Other Parts Discussed in Thread: MSP430FG438

Hello to everyone,

I'm new of the MCU's world so I wonder if you can help me on this topic. For my graduation paper on aerospace engeneer i'm developing a test board for space solar cells with an msp430fg438. The purpose is to get th voltage from each cell and send this data via UART. I have developed the code to acquire the data from the adc channels, what i' having trouble doing is to set the uart to send the data to the computer. I'm using an ADC12 channel, and I've read around that the uart is just 8 bit so you can loss some data in the process. Can you help me?

Thank you very much

Antonio Ceci

  • Uart effectively send 8 bit at a time, but is this really a limitation?

  • Why do you say that?

    I have a code where I store the result of seven ADC conversions ( int type ) and I send these data by serial port to PC without problems, all this at 115200. If you are receiving strange characters in your terminal, take into account that the data send it by serial port have ASCII format, so you have to convert the ADC values to ASCII.

    Best regards.

  • When you use UART to send data, you give it eight bits (one byte) at a time. When it finishes sending those eight bits, it will notify you and you can give it another eight bits. Time permits,  there is no limit on the total number of bits you can send.

    If you want to send the raw reading of the ADC12, you can send 8 of the 12 bits first, and pad the remaining 4 bits into 8 bits and send that next. This is a little wasteful in time and energy. A more efficient way is to pack two ADC12 readings into 3 consecutive 8-bit bytes to send over the UART. (2 * 12 = 3 * 8).

  • Is T da S said:
    take into account that the data sent by serial port have ASCII format

    Not at all!!

    The data sent/received by a serial port is just bytes:  the serial port neither knows nor cares anything of the meaning of those bytes[1] - it is only the receiving program that interprets them as ASCII or whatever.

    [1] The exception being if the port is using software (XON/XOFF) flow control...

  • Well,it is my fault. I am thinking on my code, and once I have captured the ADC values and done the conversion, I pass this values to ASCII code to check it in Putty terminal. I do not take in account that  maybe he only wants to log ADC values in a file in original format.

    Sorry for the possible confusions.

  • What you have to do is to write a small communication protocol between your sub-systems and main data handler module.

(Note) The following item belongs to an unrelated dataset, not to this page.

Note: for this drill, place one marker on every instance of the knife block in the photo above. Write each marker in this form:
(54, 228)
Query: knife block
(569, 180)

    You're working for aerospace so you have many constraints (I work on a cubesat for my graduation) the first thing to do is to write a tradeoff with all the parameters (bus power consumption, communnication speed, communication reliability, error correction...). With this document you have the basical input to apprehend the requirement.

    The logical aspect has to be taken into account, did the main system has to know which solar cell has the corresponding voltage for example, some time stamping, some flag for different aspect of your power cell (status, health, error...) so your main systeme didn't have to handle those apects.

    Now you could really write what you have to do, and begin to think on how to implement the protocol, which will look like  "information on data" and "data itself".

    Finally the hardware aspect will be simple you have to break the frame into byte and will have something like  "header byte - data1 byte - data2 byte - correction byte" or anything else.

  • Is T da S said:
    I pass this values to ASCII code to check it in Putty terminal

    Of course, an advantage of using ASCII is that you can check it on any basic terminal!